The rate of a chemical reaction is the speed of that chemical reaction. The rate of a reaction can be affected by four main factors:
  • Concentration
  • Surface Area
  • Temperature
  • Presence of a Catalyst
For each of these factors, if you increase them, the speed of the reaction will increase as well. You saw this in the reaction rates lab, where you went from station to station and timed the different reactions that happened there.


Concentration, as discussed here, is the amount of something dissolved in something else. According to collision theory, a reaction can only happen if two particles collide. If you have two particles you want to react and they are mixed with 500 billion water molecules, the chances that they will find each other and react is very small. That means that the reaction will take a while to react. But if you have a couple billion particles that you want to react, the chance that they will find each other among 500 billion water molecules is much greater, and that means that the reaction will happen very quickly. It's the same if you have one blue ball in a basket of 100 red balls versus one blue ball in a basket of 20 red balls. The first one might take a lot longer to find the blue ball in than the second one.

Surface Area

This factor is most important when you have solids involved. The surface area of a 3-dimensional object is like the perimeter of a 2-dimensional object. It is a measure of how much you have exposed to the outside. In a reaction, only the outside particles can react, so more surface area means a faster reaction. So a large cube of something should react faster than a small partcle, right? The cube has more surface area after all, but what's important isn't exactly surface area so much as the ratio of surface area to volume. A large cube has a bad ratio while a small particle has a good one. This means that the particle will react faster and be used up long before the cube is all used up. Another way to think about it is like this:
Imagine you have a cube of salt that is 100 x 100 x 100 atoms.
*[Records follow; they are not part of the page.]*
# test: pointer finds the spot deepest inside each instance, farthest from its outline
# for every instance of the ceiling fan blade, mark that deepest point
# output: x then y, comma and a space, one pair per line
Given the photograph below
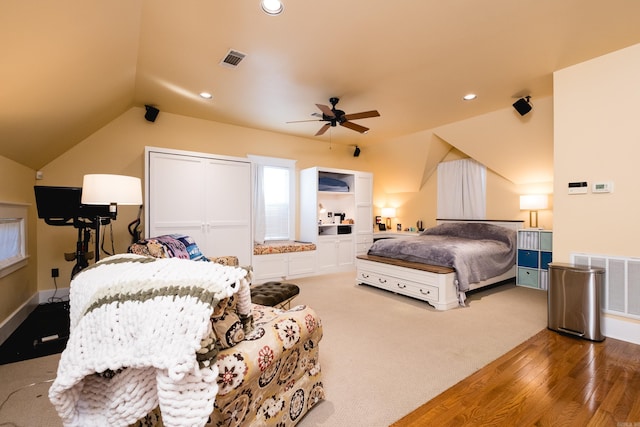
323, 129
326, 110
363, 115
301, 121
354, 126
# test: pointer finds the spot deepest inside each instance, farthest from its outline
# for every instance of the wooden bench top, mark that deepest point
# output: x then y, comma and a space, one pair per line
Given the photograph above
408, 264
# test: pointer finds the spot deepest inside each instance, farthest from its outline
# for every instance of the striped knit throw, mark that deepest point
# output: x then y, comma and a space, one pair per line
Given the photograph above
141, 337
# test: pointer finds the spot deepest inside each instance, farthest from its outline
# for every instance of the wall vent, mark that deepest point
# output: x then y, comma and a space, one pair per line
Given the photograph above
621, 293
233, 58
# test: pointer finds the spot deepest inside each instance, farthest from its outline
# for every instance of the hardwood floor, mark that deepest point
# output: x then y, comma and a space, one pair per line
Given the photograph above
549, 380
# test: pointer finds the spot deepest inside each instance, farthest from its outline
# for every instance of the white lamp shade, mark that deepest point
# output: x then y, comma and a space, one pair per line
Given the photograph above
389, 212
532, 202
103, 189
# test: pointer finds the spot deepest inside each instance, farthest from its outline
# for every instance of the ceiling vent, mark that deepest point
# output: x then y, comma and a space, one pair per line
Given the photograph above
233, 58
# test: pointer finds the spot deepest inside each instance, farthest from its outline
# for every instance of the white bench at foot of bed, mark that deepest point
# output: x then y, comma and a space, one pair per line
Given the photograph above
430, 283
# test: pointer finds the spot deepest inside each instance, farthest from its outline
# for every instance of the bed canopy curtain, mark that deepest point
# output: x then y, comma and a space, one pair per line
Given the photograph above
462, 189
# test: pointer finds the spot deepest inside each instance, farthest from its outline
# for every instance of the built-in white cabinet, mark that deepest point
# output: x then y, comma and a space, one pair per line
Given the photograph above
283, 266
336, 214
202, 195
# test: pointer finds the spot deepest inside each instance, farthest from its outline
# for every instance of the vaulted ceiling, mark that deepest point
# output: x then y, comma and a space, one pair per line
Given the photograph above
68, 68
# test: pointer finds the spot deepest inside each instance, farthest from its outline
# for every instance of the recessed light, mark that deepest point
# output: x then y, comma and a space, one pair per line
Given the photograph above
272, 7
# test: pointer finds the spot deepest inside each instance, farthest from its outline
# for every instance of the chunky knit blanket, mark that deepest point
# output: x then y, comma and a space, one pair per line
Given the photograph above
141, 337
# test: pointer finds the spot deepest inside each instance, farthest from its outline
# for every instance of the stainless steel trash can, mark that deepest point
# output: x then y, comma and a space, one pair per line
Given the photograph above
574, 300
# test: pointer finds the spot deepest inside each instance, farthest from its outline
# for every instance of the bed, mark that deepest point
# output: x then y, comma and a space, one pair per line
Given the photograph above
483, 253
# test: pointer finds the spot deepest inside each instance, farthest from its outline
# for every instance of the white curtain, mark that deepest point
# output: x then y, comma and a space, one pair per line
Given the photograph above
259, 226
461, 190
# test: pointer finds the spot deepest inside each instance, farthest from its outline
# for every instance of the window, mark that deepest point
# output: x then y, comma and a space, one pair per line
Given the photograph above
13, 237
274, 199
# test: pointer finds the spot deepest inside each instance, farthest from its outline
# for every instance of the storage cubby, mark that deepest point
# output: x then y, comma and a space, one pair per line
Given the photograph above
534, 255
326, 192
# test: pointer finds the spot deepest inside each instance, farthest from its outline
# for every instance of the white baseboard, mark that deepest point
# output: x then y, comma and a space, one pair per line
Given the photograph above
59, 294
11, 323
622, 330
14, 320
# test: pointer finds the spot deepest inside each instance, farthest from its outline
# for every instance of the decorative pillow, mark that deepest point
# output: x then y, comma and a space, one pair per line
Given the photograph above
226, 323
169, 246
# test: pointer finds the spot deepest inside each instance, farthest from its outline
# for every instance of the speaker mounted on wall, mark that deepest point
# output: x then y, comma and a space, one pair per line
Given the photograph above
522, 105
151, 114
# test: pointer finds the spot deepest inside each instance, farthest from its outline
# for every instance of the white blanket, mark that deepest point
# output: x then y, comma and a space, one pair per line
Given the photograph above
140, 336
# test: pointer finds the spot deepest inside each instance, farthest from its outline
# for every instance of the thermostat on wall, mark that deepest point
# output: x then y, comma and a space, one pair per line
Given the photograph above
580, 187
602, 187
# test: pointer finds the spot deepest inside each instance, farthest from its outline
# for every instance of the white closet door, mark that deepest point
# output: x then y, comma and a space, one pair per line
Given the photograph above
176, 196
228, 209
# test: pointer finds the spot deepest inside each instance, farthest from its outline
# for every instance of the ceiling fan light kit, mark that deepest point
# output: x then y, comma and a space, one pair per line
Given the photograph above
335, 117
272, 7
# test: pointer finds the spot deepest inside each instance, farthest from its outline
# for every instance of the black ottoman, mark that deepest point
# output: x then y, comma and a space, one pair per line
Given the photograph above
274, 294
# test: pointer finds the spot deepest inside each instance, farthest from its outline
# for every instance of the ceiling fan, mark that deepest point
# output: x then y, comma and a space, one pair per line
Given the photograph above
335, 117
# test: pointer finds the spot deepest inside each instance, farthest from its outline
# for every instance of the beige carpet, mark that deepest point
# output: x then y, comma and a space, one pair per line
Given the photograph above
382, 354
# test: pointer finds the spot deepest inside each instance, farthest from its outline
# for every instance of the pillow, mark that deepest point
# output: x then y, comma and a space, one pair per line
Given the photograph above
473, 230
169, 246
226, 323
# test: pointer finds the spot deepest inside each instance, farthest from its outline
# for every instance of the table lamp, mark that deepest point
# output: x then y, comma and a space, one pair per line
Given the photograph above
110, 190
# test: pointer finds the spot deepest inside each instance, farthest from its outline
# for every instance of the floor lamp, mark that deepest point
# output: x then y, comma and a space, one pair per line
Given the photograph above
110, 190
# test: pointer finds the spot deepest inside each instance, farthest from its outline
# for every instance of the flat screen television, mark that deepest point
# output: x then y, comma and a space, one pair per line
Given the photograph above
59, 205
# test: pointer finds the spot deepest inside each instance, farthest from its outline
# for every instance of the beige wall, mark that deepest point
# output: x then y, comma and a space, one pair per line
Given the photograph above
597, 137
16, 186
That means there are a total of 1 million atoms in that cube and it has a surface area of about 600 atoms. That's a pretty bad ratio. Compare that single cube to a 10 x 10 x 10 cube. There are only 1 thousand atoms in that smaller cube, but if you have a thousand of those then you have 1 million atoms (1,000 x 1,000 = 1,000,000). Each small cube has a surface area of about 60 atoms. That's a better ratio for a single cube, but since you have a thousand cubes, you can add the surface areas of all the cubes up to get the total. That gives you 60 x 1,000 = 60,000, that's 60 thousand atoms that can react. That's a lot more than the 600 of the big cube, which means that if you were going to dissolve them, the smaller ones would react faster than the big one.


Temperature is a number that tells you how hot or cold something is. It is also a number that tells you the average kinetic energy of the particles in something. According to collision theory, particles need to collide in order to react, and they need to have a certain amount of energy when they do that. If they have more energy, they will be more likely to react than if they have less energy. Temperature itself doesn't tell you how much energy is in a substance, but it tells you the average kinetic energy of the particles. If you increase that number, then more particles will have enough energy to react. You can increase the temperature by adding heat to the system. Or, if you want to slow down a reaction, you can take energy away from a system by cooling it down.


A catalyst is something that increases the reaction rate without being used up in the process. In a normal, uncatalyzed reaction, the only things that can effect the reactions are the reactants, and in some cases the products as well. When the reactants come together and react, though, they are used up and a chemical change takes place. A catalyst, however, helps the reactants along without being used up in the process. Because of this, a catalyst can participate in millions of reactions and more. A catalyst works by lowering the activation energy for a reaction. Remember the activation energy is the energy needed to get started. If that energy is lower than normal, reactions can happen much faster.